ズル休み
低気圧のせいの頭痛が酷くて仕事を休んだら、仕事に行く気力が尽き果てて、頭痛はとっくにないのに次の日もその次の日も休み続けてしまった。
めちゃくちゃ忙しい時期を抜けて、ぷつんと糸が切れたかのような感じでずるずるとズル休み。
子供の頃からのクセである。
親によると、幼稚園もよく突然仮病を使って休むような子供だったらしいが、それは覚えてない。
物心がついた頃から、時々、何もかもいやだ、消えてしまいたいという気持ちが、なぜか心の底の方から湧いてくる時がある。
多分この延長線上に「死んでしまいたい」があるのだろうと思ったりする。きっと「死んでしまいたい」と思う人と自分とはそれほどかけ離れた人間じゃない、と思うようにしている。元々ネガティブなので同じチームだと思う。別に今、私に死にたい気持ちはない、120歳まで生きるのを狙っているし。多分延長線上の手前で対処できるかどうかが左右するのでは、とも思っている。
消えてしまいたい、という気持ちが出てくるのはもうどうしようもないのである。いつもの定期的なやつなので、抗わないようにしている。
学生の頃は、何もかも嫌で消えてしまいたい病がむくむくと湧いてきたら「しんどい」という理由を使えば割と簡単に学校を休めるということを覚えた。成績さえ良ければ休んでも咎めない放任主義の家で良かった。もともと私の体は弱い方なのでそれに伴い熱も出たりする。病は気からで、気で熱を起こすのである。
「休める」と決まれば体はスッキリして、熱は数時間後には下がり、ひたすら眠るかマンガを読んだり音楽を聴いたりして、誰もいない家でひとり時間を堪能していた。それを数日続けたら、何となく憑き物が落ちるように、いつもの生活、つまりは学校に戻っていけるのである。
小学校低学年の時は、ズル休みの日はずっと劇団四季のミュージカル「キャッツ」のカセットテープを繰り返し聴いていたし(だから今でも山口祐一郎ヴァージョンで全て歌える)、小学校高学年からはダウンタウンのラジオ「ヤングタウン」をカセットテープに録音して繰り返し聞いたり、4時になるのを待って、ダウンタウンの大阪時代の伝説番組「4時ですよーだ」を楽しみに見るような、ふざけたガキだった。
中学高校も、学校を時々訳もなく同じように休んだし、大学なんかはほとんど休んでいたような気もするし、大学院も休み続けてそのまま途中でやめた。これは別理由だったけど。
こんな私に会社員はとてもじゃないが務まらないと思っていたが、働いてみたらそうでもなかった。

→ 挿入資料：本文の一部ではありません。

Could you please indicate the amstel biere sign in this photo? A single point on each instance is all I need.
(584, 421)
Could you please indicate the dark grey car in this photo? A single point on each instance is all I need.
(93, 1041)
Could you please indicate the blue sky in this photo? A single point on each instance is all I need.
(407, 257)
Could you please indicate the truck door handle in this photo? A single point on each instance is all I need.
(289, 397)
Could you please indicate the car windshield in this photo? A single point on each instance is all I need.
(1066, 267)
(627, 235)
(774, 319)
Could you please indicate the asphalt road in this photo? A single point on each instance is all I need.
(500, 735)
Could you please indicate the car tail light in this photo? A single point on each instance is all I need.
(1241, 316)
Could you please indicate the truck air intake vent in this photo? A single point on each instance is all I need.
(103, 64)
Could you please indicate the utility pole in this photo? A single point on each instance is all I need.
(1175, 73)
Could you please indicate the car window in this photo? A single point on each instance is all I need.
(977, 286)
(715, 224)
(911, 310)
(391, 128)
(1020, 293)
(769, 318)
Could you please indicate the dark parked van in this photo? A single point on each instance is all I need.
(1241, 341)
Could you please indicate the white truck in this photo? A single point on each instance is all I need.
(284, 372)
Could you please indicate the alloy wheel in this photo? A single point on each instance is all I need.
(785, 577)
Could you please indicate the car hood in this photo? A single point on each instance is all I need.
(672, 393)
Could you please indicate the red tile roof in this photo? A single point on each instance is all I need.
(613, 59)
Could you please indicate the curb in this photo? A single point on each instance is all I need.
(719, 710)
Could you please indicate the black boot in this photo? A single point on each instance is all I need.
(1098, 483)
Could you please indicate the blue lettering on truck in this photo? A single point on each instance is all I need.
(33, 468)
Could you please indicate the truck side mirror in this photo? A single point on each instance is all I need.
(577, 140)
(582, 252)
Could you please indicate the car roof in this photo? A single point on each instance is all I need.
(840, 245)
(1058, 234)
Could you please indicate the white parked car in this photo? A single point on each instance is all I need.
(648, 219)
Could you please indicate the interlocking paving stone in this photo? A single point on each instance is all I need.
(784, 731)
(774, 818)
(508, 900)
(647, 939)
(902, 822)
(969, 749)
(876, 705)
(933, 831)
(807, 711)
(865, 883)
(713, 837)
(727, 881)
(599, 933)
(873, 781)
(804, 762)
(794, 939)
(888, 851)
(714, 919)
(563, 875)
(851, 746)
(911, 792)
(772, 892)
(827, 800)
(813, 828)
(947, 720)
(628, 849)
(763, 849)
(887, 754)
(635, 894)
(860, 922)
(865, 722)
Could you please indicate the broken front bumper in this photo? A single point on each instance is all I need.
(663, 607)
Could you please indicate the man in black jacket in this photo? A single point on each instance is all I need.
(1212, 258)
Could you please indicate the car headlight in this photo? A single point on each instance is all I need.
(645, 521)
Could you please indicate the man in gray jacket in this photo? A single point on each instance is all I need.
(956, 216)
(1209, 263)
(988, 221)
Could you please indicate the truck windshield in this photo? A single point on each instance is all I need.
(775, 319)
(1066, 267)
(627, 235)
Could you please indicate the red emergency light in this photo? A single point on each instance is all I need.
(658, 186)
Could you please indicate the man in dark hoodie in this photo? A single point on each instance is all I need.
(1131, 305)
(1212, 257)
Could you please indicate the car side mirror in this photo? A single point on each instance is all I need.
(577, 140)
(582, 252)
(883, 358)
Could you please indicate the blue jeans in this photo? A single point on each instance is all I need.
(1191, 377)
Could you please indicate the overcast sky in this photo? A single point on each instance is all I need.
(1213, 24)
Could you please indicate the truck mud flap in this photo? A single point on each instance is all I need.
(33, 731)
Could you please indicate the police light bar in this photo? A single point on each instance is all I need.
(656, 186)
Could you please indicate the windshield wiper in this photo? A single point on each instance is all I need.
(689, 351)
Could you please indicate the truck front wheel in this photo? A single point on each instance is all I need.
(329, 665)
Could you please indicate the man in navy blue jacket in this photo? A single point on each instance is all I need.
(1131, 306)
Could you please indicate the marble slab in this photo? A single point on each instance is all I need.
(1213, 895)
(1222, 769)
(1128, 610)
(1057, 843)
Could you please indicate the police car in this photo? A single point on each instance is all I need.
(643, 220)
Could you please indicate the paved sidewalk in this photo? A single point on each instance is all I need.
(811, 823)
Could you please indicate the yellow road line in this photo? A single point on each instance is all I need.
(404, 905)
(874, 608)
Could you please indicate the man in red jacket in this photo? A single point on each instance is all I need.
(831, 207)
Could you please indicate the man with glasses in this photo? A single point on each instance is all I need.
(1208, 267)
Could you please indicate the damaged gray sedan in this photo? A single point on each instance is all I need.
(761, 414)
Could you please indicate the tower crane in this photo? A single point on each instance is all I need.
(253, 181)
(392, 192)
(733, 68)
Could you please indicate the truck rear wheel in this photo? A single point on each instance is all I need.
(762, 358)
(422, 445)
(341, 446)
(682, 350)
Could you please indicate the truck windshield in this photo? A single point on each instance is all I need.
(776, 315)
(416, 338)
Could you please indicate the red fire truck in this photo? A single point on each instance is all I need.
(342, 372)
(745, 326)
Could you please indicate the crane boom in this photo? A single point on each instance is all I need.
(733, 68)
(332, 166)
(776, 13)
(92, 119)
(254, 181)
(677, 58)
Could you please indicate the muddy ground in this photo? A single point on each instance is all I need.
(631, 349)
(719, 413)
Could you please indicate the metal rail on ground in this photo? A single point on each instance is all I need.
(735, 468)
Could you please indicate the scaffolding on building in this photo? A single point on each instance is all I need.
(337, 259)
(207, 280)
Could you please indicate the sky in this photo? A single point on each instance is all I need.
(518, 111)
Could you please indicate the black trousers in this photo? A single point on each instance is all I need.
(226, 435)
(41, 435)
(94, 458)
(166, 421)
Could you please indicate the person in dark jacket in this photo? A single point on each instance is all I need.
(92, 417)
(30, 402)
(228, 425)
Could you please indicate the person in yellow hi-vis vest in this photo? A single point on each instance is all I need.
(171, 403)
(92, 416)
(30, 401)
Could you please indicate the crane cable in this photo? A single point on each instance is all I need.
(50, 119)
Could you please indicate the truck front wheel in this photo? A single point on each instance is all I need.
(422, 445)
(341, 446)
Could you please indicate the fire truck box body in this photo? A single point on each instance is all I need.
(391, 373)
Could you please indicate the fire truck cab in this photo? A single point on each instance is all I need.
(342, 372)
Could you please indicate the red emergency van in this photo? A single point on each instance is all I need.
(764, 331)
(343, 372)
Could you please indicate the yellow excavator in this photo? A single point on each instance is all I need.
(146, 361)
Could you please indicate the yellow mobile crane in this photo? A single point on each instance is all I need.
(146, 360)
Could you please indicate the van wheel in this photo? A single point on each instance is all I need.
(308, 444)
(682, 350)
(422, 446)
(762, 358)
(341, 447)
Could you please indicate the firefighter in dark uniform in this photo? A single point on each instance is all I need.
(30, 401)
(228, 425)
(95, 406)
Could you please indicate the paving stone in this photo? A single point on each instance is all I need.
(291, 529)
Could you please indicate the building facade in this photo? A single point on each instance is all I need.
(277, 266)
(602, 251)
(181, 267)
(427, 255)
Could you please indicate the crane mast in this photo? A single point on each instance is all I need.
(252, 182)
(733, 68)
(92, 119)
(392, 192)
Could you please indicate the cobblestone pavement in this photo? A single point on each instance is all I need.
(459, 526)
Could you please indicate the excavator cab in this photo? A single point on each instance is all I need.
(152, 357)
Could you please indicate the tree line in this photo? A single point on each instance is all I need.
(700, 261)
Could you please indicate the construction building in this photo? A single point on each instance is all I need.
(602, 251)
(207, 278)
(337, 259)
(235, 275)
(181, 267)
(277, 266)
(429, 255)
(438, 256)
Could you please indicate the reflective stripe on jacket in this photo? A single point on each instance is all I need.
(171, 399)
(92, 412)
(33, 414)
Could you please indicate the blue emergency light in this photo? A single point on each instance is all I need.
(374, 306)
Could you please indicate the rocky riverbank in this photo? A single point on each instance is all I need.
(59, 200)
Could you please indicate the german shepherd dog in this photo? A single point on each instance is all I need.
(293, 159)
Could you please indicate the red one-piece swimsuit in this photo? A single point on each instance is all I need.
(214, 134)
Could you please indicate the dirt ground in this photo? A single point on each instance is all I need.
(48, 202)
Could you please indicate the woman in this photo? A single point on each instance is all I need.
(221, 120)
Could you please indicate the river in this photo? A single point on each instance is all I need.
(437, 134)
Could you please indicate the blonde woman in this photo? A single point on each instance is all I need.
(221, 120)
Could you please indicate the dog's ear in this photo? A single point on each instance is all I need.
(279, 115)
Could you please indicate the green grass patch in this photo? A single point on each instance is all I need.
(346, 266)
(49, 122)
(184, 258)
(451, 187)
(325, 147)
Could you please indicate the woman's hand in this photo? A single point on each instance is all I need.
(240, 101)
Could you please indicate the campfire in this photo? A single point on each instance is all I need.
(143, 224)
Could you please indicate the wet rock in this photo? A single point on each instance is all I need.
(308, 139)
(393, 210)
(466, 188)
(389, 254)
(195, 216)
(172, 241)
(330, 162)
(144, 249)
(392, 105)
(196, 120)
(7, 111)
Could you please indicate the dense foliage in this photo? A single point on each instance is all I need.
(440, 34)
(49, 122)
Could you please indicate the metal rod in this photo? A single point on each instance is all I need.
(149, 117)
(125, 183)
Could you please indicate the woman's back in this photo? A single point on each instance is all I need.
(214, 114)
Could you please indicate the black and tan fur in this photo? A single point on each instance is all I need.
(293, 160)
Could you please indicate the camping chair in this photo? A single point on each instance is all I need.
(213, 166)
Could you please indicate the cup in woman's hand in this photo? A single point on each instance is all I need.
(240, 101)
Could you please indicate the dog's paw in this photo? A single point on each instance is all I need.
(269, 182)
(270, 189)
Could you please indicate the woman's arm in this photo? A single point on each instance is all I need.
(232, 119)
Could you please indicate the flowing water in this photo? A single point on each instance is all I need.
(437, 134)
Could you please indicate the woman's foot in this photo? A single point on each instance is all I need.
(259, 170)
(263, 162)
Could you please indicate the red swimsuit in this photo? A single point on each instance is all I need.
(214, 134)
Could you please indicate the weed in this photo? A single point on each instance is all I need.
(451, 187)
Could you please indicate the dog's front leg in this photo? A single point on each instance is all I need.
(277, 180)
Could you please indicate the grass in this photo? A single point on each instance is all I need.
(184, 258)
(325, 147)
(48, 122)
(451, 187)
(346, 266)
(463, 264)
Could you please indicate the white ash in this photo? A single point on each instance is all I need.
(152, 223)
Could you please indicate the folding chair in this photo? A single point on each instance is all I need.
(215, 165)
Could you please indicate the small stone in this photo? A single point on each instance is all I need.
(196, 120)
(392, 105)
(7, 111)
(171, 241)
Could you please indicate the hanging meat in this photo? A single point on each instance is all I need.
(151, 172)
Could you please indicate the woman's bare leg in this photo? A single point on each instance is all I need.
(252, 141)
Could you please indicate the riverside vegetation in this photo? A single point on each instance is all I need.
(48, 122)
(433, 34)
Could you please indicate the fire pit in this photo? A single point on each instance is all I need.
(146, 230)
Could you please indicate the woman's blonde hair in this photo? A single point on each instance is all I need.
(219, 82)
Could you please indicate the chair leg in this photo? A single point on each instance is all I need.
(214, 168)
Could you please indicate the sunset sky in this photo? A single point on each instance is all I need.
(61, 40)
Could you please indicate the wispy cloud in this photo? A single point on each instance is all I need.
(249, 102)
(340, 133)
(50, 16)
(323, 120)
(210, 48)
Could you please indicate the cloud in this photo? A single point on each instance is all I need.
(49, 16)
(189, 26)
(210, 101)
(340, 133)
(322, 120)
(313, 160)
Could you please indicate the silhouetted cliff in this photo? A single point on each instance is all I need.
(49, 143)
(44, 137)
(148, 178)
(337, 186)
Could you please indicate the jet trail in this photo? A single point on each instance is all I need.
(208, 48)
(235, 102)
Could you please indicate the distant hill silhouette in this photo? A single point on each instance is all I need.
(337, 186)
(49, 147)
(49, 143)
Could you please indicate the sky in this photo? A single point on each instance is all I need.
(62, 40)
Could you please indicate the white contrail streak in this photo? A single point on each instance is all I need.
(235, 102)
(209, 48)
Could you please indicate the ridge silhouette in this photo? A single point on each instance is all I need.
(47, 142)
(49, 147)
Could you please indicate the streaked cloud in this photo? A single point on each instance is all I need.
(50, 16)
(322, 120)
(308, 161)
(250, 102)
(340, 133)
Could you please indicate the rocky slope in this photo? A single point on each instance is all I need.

学校と同じように「風邪をひいた」とか言って時々有休で休めたし、1〜3年で仕事は辞めて、適当に旅に出ればいいやという新たな道ができた。どうやら私は相当要領の良い人間のようだということが分かった。休んだらみんなに迷惑がかかる、と思い詰めるほど真面目じゃないし、いざ休むとなると、他の人のことなんか知るかよと思えちゃうくらい自己中心的でいられたし、休んでもそこまで責められないほど仕事はコントロールできていた。そしてそれなりに罪悪感があったりしたし、休み明けはがむしゃらに仕事をして取り戻せていた。
今の職場は長く勤めているが、これが出そうなタイミングで長旅に出て、日常から期間限定で消えることができていたから、本当の意味で消えずに済んでいる。
家族とか全部ひっくるめた人間関係を、ファミコンのリセットボタンのように押して(古いが常にイメージはそれ)、何もかもリセットしたい欲望に駆られる。
当時の恋人は私のそれを理解しようとしてくれていたが、本当のところでは理解してもらえなかった。そりゃそうである。他の誰も理解していないし、自分ですら理解不能である。
そんな訳で、この現象をあえて理解しようとはせず、久しぶりに仕事をズル休みして、だらだらと過ごした。
更年期のせいかなおさら体も怠い気がする。掃除するか本か映画でも…と思ったが結局何もしなかった。部屋は散らかりまくっているが目を背けた。
今再放送をしている大好きな坂元裕二のドラマ「最高の離婚」を見たら、瑛太が演じる濱崎さんが、「昔から長縄跳びでみんなが普通に跳んでいる所に入れなかった、普通のことが普通にできないんだよ」というようなことを言っていて、私もそうだと思った。私は多分、濱崎さんと違って、普通のことを普通にやれているように見せるのが上手だけど、それが続かなくて長縄跳びから抜けたくなるのだろう。このドラマは見るたびに響く言葉が違って面白い。
そうは言ってもいつまでも長縄跳びを抜けてぼーっとしている訳にもいかないので、どうしたものかと思い、気分転換に期日前投票に行った。
投票所は、普段滅多に寄らない町だったので、辺りを散歩して、バスクチーズケーキとフルーツサンドを買って帰ってきた。
フルーツサンド屋の同じ並びに、別のフルーツサンド屋が来週オープンという看板があって、ここにも闘いがあるのか、と選挙後にしみじみ感じた。
今流行ってるのかな。フルーツサンドは高いけどケーキと違ってパクパクと歩きながら食べていい気がして好きだ。だけどそんな近くで闘わずに分散してうちの近所に店を構えて欲しいものである。ここのはサイズが小さくて表面にもフルーツを乗せる珍しいタイプだったので4つ買った。
それと、バスクチーズケーキは、専門店のくせに、それほど美味しくなかった。いや訂正。美味しかったけど、バスクで食べたやつほどではなかった。そりゃそうだけど。
スペインのバスクのあの店で食べた時にめちゃくちゃ感動したなあとか、このバスク文字のAの上の横棒が好きで看板見ながら歩くだけで楽しかったなあとか、色々思い出してると、そろそろ戻らねば…という気持ちが出てきた。
そろそろ戻らねば。
槇原敬之の「ズル休み」を聴きながら、今回の消えてしまいたい病はそろそろ一旦終了かなと思っている。
明日は月曜日 会社をズル休みして
すいたコーヒーショップで
おなかいっぱい食べよう
煙草をとり出して
ぼんやりしてるうちに
ウエイトレスがカップと
気持ちまで全部片づけて行く
家に帰ってきて、わざと、気分の上がるチャイグラスにバタフライピー茶を入れて、バスクチーズケーキとフルーツサンドの残り(いくつか食べ歩きで食べた)を並べてみてiPhoneで撮ってみた。
なんか良かったので、そろそろ長縄跳びの輪に、「せーの」で戻ろうと思う。
こちらはスペイン、バスク、サンセバスチャン。
バスク文字の看板とバスクチーズケーキ。また食べたい。バスク文字のフォントはAとRがお気に入り。